When it comes to real estate investment property analysis, investors evaluate and compare important metrics between properties to help guide decisions. There are few important metrics every investor should look at:
Cash-on-cash return is a simple and extremely useful financial calculation that real estate investors use regularly. COC measures the net cash flow a property generates as a percentage of the total cash invested.
Annual pre-tax cash flow net of debt payments / Total cash invested = COC
Example: $10,000 pre-tax cash flow with a total cash investment of $100,000.
$10,000/$100,000 = 10% COC
Return on investment literally measures the return of an investment compared to its cost.
(Current Market Value – Cost of Investment) / Cost of Investment = ROI
Example: $250,000 current market value with a $150,000 original purchase price.
($250,000 – $150,000) / $150,000 = 67% ROI
Net operating income is a calculation used to analyze the profitability of income-generating real estate investments. NOI equals all revenue from the property, minus all reasonably necessary operating expenses. Operating expenses excludes mortgage payments, capital expenditures, depreciation/amortization and income taxes.
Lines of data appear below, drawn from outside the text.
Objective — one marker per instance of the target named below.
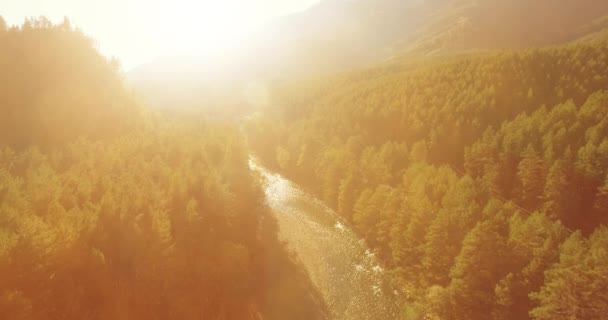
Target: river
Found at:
(346, 272)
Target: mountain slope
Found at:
(338, 35)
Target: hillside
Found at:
(110, 211)
(480, 179)
(337, 35)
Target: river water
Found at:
(345, 271)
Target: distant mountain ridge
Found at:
(336, 35)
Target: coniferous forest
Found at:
(111, 211)
(460, 146)
(480, 180)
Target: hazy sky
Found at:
(137, 31)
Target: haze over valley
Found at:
(333, 159)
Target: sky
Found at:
(139, 31)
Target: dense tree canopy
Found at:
(479, 179)
(108, 211)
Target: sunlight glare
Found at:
(201, 27)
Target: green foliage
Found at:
(464, 174)
(107, 212)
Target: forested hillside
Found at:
(108, 211)
(481, 180)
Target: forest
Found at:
(480, 179)
(109, 210)
(471, 169)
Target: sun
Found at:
(197, 27)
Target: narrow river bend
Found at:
(344, 270)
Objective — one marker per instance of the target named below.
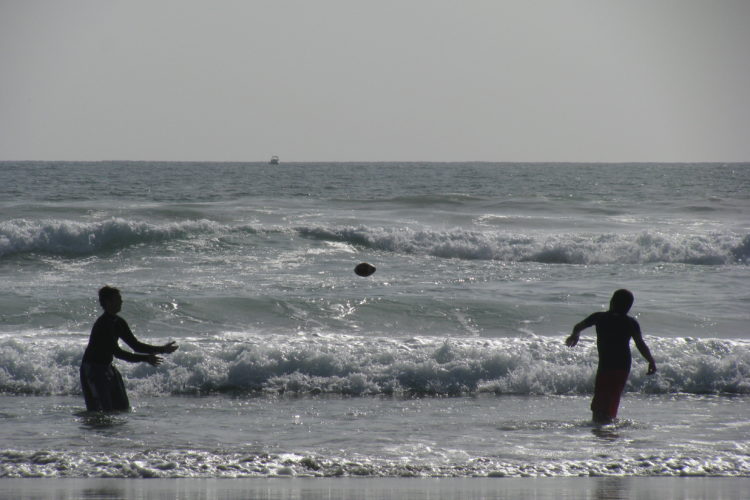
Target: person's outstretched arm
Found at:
(644, 350)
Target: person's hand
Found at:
(154, 360)
(572, 340)
(169, 347)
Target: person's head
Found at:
(110, 299)
(621, 301)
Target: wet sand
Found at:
(595, 488)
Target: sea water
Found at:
(449, 361)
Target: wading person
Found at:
(614, 329)
(102, 384)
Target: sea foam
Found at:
(359, 366)
(74, 239)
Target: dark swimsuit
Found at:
(613, 334)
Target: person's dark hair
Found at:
(106, 293)
(621, 301)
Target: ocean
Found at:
(449, 361)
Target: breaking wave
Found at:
(645, 247)
(73, 239)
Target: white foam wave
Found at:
(61, 237)
(157, 463)
(348, 365)
(639, 248)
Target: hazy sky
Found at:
(410, 80)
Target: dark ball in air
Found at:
(364, 269)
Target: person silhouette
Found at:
(614, 329)
(103, 388)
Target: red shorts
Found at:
(607, 391)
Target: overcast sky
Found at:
(405, 80)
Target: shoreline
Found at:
(609, 487)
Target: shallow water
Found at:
(448, 361)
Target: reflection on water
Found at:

NOI is best calculated annually to capture all operating expenses you might experience throughout the year.
Income – Operating Expenses = NOI
Example: $100,000 – $70,000 = $30,000 NOI
The capitalization rate is a quick measurement of your rate of return on an investment. It is a useful tool to compare properties within the same market or between markets. The cap rate formula helps you determine a market value of a property under consideration for purchase and how it performs after the acquisition.
NOI / Market Price = Cap Rate
Example: A property’s market price is $1,000,000 with an NOI of $50,000.
$50,000 / $1,000,000 = 5% Cap Rate
Time is money, especially when investing in real estate. Internal rate of return measures annualized percentage return using all net cash flows received for the duration of the investment. The longer your money is tied up, the lower the IRR will likely be. The formula for calculating IRR is complex and requires the use of a financial calculator, spreadsheet program, or specialized calculator.
Metrics provide a guide to real estate investors. Which properties should you purchase at what time? How well are you managing the properties you own? When should you sell to lock in your return? Each metric tells you something different. Be aware of what metrics are important to you and the story you want your property to tell. Be informed and be successful!